30. Jan. 2000. Tomi Engel ObjectFarm
User Interfaces

Take a look at the "look" of the currently existing user interfaces and the planned future. No written description can really describe the "feel" and "ease of use" of the single interfaces but it might underline some basic concepts.We have listed the most important innovations which have been implemented in a each of the different UIs. Follow the links to get some more detailed descriptions.

Rhapsody's user interface will combine elements from both the Mac OS and NEXTSTEP, but will be closer in look and feel to the Mac OS Finder. We realize that customers need a consistent interface in the two operating systems to deploy them throughout a single organization. It's important for training and ease of use. One of the advantages of NeXT's technology is the easy support of multiple user interface paradigms.

This was the official description of the new UI back in the days of Rhapsody. With the unified Mac OS X strategy things have changed a little bit. Some features will be radically different but they will be either easy to understand or they will get introduced step by step. The Finder is an example for these "creeping changes". Since the Mac OS X Finder is a Carbon application it can be shipped with a future version of the traditional Mac OS (9.5 ?), giving the users time to learn its new features even before moving to OS X.

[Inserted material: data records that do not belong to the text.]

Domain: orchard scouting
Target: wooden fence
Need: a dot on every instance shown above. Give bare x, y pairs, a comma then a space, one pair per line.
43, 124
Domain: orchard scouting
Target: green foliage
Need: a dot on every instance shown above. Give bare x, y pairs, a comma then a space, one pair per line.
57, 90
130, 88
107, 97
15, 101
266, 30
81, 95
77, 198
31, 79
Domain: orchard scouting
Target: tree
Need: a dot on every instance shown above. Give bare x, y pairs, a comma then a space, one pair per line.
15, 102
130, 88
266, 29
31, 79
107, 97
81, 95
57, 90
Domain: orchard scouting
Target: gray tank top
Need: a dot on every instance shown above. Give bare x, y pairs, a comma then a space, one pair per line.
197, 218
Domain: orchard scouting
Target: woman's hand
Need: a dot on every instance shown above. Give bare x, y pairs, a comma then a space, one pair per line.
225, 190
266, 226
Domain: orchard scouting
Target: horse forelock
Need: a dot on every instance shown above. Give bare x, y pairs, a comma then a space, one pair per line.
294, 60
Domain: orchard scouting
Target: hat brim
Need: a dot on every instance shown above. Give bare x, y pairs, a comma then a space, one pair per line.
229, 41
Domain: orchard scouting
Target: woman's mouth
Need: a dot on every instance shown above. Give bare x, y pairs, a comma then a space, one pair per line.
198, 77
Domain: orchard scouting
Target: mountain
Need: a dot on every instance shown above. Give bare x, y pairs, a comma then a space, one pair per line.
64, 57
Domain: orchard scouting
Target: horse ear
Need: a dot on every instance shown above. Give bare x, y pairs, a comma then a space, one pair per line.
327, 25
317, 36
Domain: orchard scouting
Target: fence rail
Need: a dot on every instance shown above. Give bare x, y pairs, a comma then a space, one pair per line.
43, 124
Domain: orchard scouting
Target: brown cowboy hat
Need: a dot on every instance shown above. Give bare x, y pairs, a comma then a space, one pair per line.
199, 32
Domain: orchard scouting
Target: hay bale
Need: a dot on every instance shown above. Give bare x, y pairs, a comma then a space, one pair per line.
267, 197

However, before we get into all the details, we need to give a brief overview of the different UI concepts and issues so that it will be easier to understand how they affected Aqua ... "Aqua, an interface so liquid you want to lick it".

Apple System 7.x NeXT OPENSTEP Mac OS X Server
Mac OS (Classic)

MacOS Desktop

The first commercial GUI; Desktop to drop icons and aliases; Global Menubar on the top; Windows, floating windows and modal panels; Application centered.



Designed for multitasking; Dock to hold apps; Running apps and minimized windows visible as tiles; Floating vertical menus; Big toolsbar icons; Services; Key vs. main windows and panel.

Mac OS X Server

Mac OS X Server Desktop

Mix of Mac OS 8 and OPENSTEP beta UI; Desktop for aliases; Smaller toolbar icons; Shared process menu to switch between "blue" and "yellow" apps.

Mac OS 8 (Platinum)

Mac OS 8 Desktop

Coplands Platinum theme with partly customizable appearance; Finder windows parked at the bottom; 3D look; Context menues; Detacheable process menu.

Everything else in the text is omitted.